The two board members who voted against the measure called on Paladino to publicly apologize instead. One of those detractors, a Paladino ally and board member, Patti Pierce, also managed to stir up her own controversy in trying to defend him. Per the Huffington Post:
Pierce said she hoped the people in Buffalo could show Paladino some forgiveness for his comments and “take a page out of the horrific massacre that happened in Charleston, South Carolina, where nine innocent people in a house of worship were slain by a hateful, hate-filled man.”
The comparison drew gasps from the audience and was too much for one woman, who left shouting that it was offensive to use the murdered African-American congregation members in this situation.
Earlier this week, Paladino (who didn’t attend the vote) unsuccessfully tried to explain away his remarks, which appeared in a survey of people’s wishes for 2017, by saying that he’d been “wired up” and “made a mistake” by trying to “say something as sarcastic and hurtful as possible about the people so responsible for the hurt and suffering of so many others.” He then admitted that he’d only intended to forward his rantings to some friends, not the newspaper’s editors. “I certainly am not a racist,” he added, laughably.
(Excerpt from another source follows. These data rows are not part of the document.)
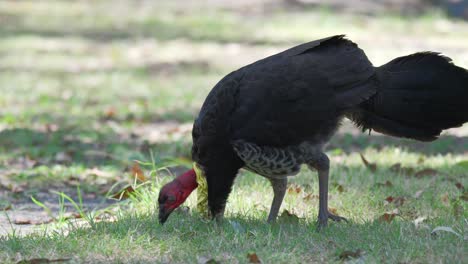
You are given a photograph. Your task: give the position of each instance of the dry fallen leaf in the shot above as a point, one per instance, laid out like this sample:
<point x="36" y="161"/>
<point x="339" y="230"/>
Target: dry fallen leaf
<point x="286" y="216"/>
<point x="445" y="229"/>
<point x="444" y="198"/>
<point x="123" y="194"/>
<point x="310" y="196"/>
<point x="42" y="261"/>
<point x="137" y="172"/>
<point x="389" y="216"/>
<point x="338" y="187"/>
<point x="419" y="220"/>
<point x="464" y="196"/>
<point x="463" y="164"/>
<point x="333" y="210"/>
<point x="426" y="172"/>
<point x="253" y="258"/>
<point x="6" y="207"/>
<point x="27" y="221"/>
<point x="418" y="194"/>
<point x="385" y="184"/>
<point x="397" y="168"/>
<point x="421" y="160"/>
<point x="294" y="189"/>
<point x="109" y="113"/>
<point x="371" y="166"/>
<point x="398" y="201"/>
<point x="348" y="254"/>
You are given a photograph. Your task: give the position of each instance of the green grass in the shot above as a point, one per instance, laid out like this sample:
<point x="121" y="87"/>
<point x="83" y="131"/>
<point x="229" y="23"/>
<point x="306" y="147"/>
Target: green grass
<point x="87" y="88"/>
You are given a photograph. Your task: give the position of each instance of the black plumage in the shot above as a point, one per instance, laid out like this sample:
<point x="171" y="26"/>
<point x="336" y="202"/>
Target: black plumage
<point x="296" y="99"/>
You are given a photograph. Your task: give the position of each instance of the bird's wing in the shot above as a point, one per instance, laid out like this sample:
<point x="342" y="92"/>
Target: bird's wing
<point x="300" y="94"/>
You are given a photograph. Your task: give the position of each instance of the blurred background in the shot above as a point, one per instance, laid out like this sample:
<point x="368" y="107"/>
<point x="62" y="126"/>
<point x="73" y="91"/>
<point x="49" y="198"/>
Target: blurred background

If Paladino doesn’t comply with the resolution’s demand that he resign within 24 hours — he’s already said that he won’t step down — New York’s education commissioner, MaryEllen Elia, will have to decide whether to remove him. According to the Buffalo News, that process could take up to eight months, as Elia will have to “weigh the board’s arguments against Paladino’s First Amendment right to free speech.” “Once we receive an application for removal, we will review it as quickly as possible. We continue to review all of our options,” said an Elia spokesperson.
Meanwhile, Paladino issued a statement saying, “The Board of Education’s action today is certainly not an illustration of a profile in courage or leadership.” He went on to accuse his colleagues of seeking his ouster in order to prevent him from “exposing [their] corruption.” “It’s going to be a very combative year,” he added. Oh, we know.
This post has been updated throughout.